Linux: Linux maruchan 4.10.0-20-generic #22-Ubuntu SMP Thu Apr 20 09:22:42 UTC 2017 x86_64 x86_64 x86_64 GNU/Linux

Expected Behavior

Performance on the benchmark below consistently regresses when running JRuby with -Xcompile.invokedynamic=true.

I was under the impression that after warmup, running JRuby with invokedynamic should never be slower than without it, but that does not seem to be the case on this benchmark.

require 'benchmark/ips'

require 'oat'
require 'oat/adapters/hal'

class Foo
  attr_reader :foo, :bar, :baz

  def initialize(**values)
    values.each do |(key, value)|
      respond_to?(key) ? instance_variable_set(:"@#{key}", value) : raise
    end
  end
end

class FooSerializer < Oat::Serializer
  adapter Oat::Adapters::HAL

  schema do
    property :foo, item.foo
    property :bar, item.bar
    property :baz, item.baz
  end
end

puts "Running with #{RUBY_DESCRIPTION} (JRUBY_OPTS: #{ENV['JRUBY_OPTS']})"

FOO = Foo.new(foo: 1, bar: 2, baz: 'baz')

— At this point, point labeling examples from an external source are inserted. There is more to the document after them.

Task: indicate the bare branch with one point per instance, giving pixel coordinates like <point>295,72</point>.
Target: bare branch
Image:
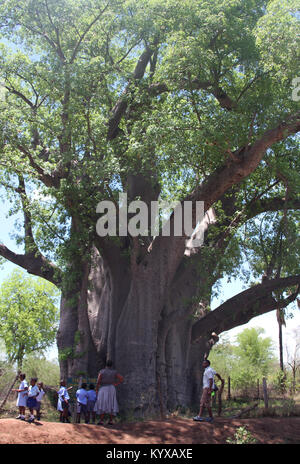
<point>241,308</point>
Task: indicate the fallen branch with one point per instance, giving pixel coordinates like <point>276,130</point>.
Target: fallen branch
<point>243,411</point>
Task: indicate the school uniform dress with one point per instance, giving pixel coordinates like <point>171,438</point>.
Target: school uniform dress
<point>208,374</point>
<point>33,391</point>
<point>62,393</point>
<point>22,396</point>
<point>92,397</point>
<point>82,399</point>
<point>107,399</point>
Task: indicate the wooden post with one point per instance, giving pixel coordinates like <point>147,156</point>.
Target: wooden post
<point>220,397</point>
<point>10,389</point>
<point>265,390</point>
<point>228,390</point>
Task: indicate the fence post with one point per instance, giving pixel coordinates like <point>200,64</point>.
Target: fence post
<point>10,389</point>
<point>220,397</point>
<point>228,390</point>
<point>265,390</point>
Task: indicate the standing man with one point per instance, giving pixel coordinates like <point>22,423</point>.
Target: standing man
<point>208,386</point>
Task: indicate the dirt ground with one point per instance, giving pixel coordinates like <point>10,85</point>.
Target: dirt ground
<point>171,431</point>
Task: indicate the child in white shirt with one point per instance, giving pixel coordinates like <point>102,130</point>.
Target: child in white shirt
<point>22,396</point>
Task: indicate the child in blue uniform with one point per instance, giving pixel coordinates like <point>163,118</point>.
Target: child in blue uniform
<point>82,399</point>
<point>63,402</point>
<point>33,392</point>
<point>22,396</point>
<point>92,397</point>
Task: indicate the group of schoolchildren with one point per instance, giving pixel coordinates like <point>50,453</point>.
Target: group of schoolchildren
<point>31,397</point>
<point>86,400</point>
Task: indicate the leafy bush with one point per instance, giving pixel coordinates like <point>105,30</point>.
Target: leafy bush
<point>242,437</point>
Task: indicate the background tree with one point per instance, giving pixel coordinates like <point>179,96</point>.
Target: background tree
<point>251,358</point>
<point>28,316</point>
<point>185,101</point>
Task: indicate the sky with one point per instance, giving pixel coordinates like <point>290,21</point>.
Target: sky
<point>267,321</point>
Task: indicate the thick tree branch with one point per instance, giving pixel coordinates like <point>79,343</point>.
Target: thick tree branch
<point>122,104</point>
<point>35,264</point>
<point>229,174</point>
<point>241,308</point>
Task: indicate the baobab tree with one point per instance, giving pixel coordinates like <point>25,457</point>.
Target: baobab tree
<point>186,101</point>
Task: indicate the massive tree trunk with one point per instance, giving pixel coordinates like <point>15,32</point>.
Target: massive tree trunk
<point>149,325</point>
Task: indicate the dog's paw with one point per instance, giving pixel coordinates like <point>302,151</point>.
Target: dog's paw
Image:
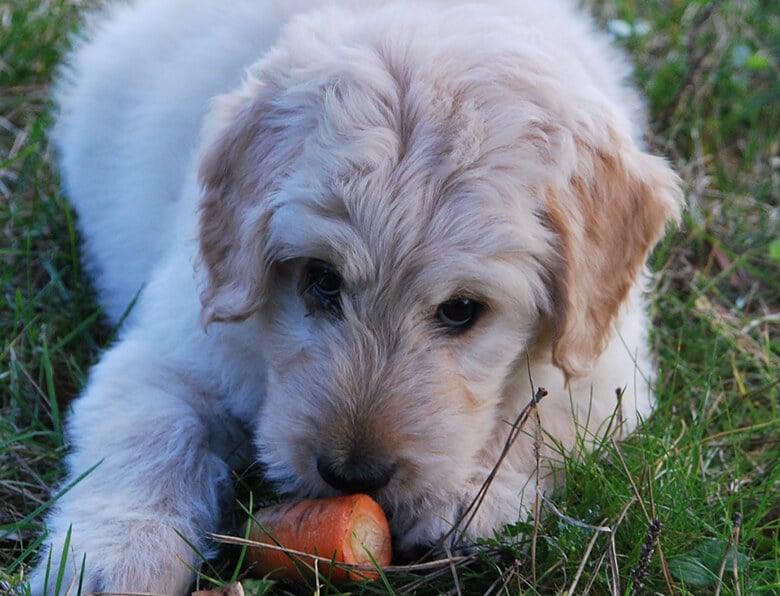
<point>124,557</point>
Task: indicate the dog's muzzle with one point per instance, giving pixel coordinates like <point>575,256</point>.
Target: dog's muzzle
<point>357,474</point>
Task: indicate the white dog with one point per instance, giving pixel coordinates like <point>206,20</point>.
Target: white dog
<point>359,235</point>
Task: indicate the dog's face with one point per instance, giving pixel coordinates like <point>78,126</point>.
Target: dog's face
<point>404,231</point>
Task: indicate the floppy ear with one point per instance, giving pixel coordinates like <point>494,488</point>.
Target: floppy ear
<point>247,148</point>
<point>613,211</point>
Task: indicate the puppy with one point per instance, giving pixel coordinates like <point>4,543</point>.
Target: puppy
<point>356,237</point>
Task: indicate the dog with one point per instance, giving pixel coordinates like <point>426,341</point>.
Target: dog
<point>347,241</point>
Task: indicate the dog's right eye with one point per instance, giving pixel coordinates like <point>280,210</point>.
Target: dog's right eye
<point>322,287</point>
<point>458,314</point>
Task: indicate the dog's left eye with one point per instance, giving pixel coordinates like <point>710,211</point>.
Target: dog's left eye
<point>323,283</point>
<point>458,314</point>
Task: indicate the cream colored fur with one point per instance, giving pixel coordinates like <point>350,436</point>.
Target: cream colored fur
<point>426,151</point>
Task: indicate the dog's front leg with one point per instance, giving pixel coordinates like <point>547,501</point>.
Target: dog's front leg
<point>143,481</point>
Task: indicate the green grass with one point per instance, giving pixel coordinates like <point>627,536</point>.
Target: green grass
<point>706,466</point>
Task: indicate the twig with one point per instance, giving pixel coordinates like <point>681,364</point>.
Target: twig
<point>470,512</point>
<point>572,521</point>
<point>639,573</point>
<point>584,560</point>
<point>731,550</point>
<point>438,563</point>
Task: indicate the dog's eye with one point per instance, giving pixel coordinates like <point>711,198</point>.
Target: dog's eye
<point>323,283</point>
<point>459,314</point>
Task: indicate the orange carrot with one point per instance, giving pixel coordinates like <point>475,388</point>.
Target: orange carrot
<point>351,529</point>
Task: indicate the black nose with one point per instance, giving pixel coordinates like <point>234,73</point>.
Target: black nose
<point>358,475</point>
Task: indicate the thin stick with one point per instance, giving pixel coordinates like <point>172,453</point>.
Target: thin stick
<point>585,558</point>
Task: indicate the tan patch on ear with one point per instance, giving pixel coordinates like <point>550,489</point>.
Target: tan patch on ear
<point>608,219</point>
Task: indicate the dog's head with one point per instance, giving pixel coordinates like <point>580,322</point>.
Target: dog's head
<point>406,214</point>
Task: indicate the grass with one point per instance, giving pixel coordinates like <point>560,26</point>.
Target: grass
<point>690,505</point>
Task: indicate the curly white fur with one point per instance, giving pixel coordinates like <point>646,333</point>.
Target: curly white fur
<point>426,151</point>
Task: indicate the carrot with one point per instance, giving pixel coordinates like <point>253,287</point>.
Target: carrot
<point>351,529</point>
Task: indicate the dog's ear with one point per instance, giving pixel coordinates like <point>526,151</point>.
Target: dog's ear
<point>245,150</point>
<point>608,218</point>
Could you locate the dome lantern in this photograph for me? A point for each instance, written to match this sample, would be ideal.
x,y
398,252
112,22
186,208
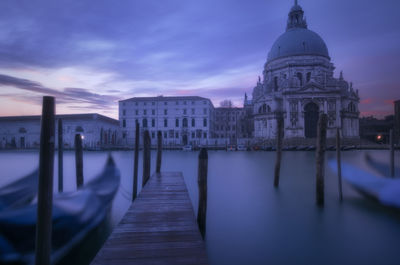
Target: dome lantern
x,y
296,17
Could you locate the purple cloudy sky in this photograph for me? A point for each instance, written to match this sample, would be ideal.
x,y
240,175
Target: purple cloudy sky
x,y
90,54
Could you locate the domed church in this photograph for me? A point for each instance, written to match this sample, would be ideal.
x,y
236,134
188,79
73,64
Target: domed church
x,y
298,85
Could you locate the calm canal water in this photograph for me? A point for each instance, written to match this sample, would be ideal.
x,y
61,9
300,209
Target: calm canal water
x,y
250,222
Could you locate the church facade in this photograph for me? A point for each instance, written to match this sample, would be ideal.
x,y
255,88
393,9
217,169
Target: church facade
x,y
298,84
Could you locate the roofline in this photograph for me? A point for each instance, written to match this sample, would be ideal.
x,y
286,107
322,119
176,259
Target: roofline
x,y
295,55
161,98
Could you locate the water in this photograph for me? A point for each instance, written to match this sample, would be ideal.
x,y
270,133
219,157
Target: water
x,y
248,220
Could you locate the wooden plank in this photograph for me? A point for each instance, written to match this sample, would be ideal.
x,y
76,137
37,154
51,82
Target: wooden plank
x,y
159,228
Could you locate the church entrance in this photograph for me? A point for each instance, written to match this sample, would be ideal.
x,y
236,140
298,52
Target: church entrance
x,y
311,115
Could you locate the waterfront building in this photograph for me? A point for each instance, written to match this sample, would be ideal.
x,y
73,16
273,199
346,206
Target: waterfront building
x,y
182,120
24,131
298,84
230,124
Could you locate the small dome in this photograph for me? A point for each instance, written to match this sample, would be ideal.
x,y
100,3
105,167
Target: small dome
x,y
298,41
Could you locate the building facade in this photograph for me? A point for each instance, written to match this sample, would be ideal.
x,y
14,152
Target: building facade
x,y
182,120
24,131
397,122
230,124
298,84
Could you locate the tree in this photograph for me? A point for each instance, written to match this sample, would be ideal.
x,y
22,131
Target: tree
x,y
227,103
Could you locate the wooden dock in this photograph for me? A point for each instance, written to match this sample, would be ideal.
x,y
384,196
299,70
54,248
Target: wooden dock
x,y
159,227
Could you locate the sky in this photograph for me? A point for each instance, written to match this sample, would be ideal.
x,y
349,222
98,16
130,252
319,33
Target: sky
x,y
90,54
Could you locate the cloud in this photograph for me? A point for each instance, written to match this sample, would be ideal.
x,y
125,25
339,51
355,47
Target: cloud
x,y
66,96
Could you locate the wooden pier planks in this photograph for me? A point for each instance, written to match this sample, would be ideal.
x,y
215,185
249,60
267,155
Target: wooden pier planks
x,y
159,227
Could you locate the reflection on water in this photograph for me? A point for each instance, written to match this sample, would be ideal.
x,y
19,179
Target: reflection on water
x,y
250,222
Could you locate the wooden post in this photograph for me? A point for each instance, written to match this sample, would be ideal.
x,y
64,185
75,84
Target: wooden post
x,y
339,163
278,151
60,157
391,154
159,151
136,163
146,157
45,188
320,158
78,160
202,184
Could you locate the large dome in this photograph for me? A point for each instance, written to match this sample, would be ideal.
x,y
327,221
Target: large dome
x,y
298,41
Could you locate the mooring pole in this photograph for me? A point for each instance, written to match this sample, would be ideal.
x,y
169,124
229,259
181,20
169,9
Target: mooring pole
x,y
45,188
136,162
339,163
278,151
146,157
320,158
391,154
202,184
78,160
159,151
60,156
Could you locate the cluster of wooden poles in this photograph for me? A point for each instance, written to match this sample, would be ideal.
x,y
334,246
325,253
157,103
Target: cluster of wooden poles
x,y
202,172
320,157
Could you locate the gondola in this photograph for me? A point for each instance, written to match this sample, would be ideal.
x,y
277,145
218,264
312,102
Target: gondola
x,y
384,190
74,215
19,192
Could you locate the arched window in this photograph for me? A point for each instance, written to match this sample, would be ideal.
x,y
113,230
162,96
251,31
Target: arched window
x,y
78,129
264,108
300,77
351,107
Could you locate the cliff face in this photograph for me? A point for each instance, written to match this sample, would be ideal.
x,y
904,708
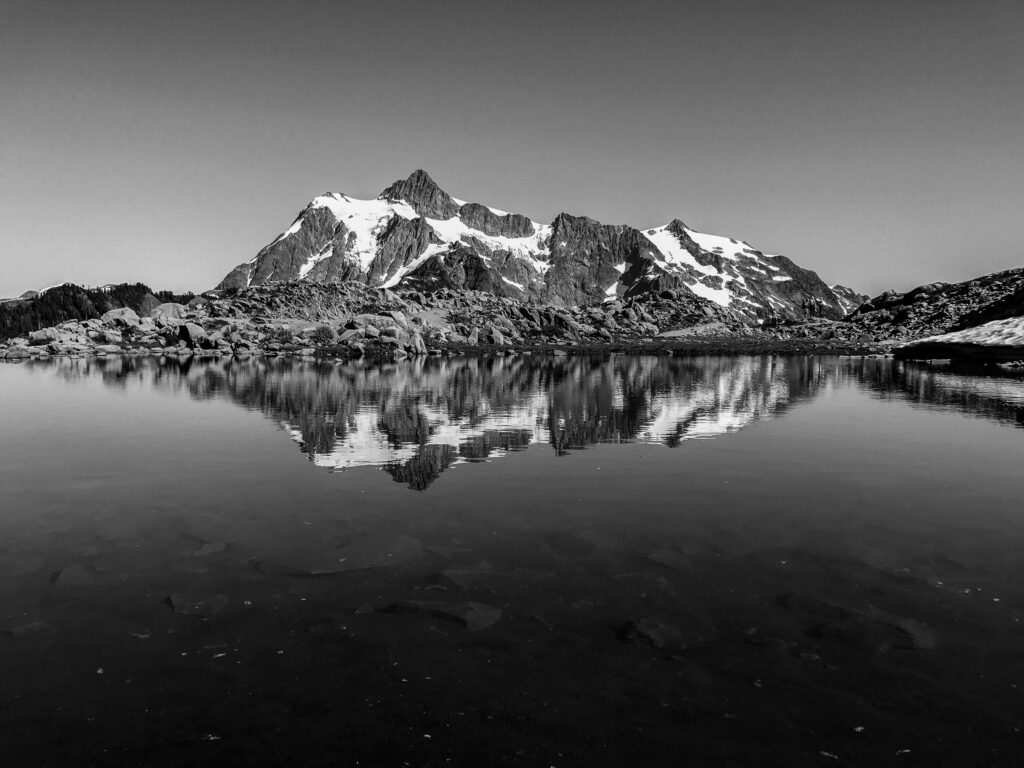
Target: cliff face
x,y
417,235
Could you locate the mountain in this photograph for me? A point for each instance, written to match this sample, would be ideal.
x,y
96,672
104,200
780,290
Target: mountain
x,y
942,307
415,235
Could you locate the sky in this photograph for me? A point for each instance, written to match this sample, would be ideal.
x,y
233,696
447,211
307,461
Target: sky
x,y
879,143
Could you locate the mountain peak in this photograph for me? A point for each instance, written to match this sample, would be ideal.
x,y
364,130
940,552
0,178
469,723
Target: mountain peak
x,y
423,194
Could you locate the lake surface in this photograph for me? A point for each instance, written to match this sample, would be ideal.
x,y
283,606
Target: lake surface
x,y
524,560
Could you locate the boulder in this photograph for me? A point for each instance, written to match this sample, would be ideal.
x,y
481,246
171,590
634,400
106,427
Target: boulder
x,y
44,336
193,334
169,311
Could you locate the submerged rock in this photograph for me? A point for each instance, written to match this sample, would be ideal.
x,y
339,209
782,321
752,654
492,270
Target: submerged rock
x,y
652,633
472,615
206,606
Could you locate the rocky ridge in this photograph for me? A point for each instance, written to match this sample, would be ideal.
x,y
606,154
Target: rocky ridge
x,y
415,235
350,320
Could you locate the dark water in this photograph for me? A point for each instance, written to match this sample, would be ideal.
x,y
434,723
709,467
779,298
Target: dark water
x,y
696,561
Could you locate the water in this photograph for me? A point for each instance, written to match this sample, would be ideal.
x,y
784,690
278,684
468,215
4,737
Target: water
x,y
696,561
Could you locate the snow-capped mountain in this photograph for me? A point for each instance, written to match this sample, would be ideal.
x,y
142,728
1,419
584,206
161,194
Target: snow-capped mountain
x,y
416,235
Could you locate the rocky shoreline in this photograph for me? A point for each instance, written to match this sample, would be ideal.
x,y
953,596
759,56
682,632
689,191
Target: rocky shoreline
x,y
347,321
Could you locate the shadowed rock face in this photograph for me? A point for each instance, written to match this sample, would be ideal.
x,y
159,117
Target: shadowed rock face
x,y
942,307
415,233
426,198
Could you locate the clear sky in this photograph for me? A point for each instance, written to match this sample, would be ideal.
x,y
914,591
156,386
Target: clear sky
x,y
880,143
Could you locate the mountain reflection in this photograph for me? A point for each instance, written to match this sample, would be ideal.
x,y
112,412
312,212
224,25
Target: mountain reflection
x,y
416,419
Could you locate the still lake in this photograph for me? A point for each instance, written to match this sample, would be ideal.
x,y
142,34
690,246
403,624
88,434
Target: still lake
x,y
523,560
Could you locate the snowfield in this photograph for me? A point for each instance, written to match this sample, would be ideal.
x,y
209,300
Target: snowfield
x,y
997,333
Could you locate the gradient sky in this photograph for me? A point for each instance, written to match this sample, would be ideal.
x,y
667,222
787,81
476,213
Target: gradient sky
x,y
880,143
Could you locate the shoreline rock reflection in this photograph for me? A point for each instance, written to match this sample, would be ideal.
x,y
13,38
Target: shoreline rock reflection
x,y
416,419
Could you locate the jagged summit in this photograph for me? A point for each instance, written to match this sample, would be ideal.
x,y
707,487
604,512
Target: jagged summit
x,y
423,194
417,235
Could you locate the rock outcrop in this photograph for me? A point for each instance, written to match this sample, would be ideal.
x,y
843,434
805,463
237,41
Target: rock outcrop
x,y
997,341
941,307
416,235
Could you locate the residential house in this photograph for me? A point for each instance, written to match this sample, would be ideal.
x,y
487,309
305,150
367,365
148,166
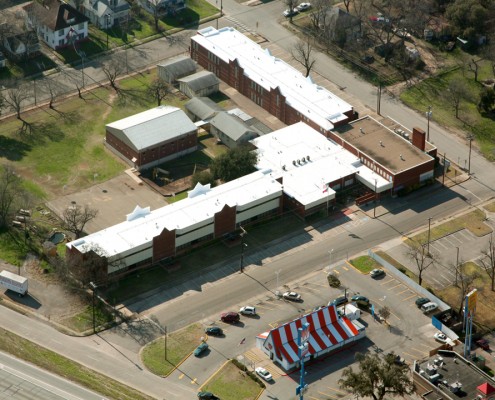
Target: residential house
x,y
200,84
163,7
231,130
152,137
175,68
57,23
104,13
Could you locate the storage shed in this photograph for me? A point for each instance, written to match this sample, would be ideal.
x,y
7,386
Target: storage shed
x,y
203,83
175,68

Benchmark.ips do |benchmark|
  benchmark.time = 120
  benchmark.warmup = 120

  benchmark.report('FooSerializer') { FooSerializer.new(FOO).to_hash }

  benchmark.compare!
end

Actual Behavior

  • Without invokedynamic: FooSerializer 251.627k (±23.9%) i/s - 28.264M in 120.011879s
  • With invokedynamic: FooSerializer 33.785k (± 6.9%) i/s - 4.032M in 120.030513s

I've also tested with latest master and while the numbers go up slightly in either case, the general relation between the two results keeps the same.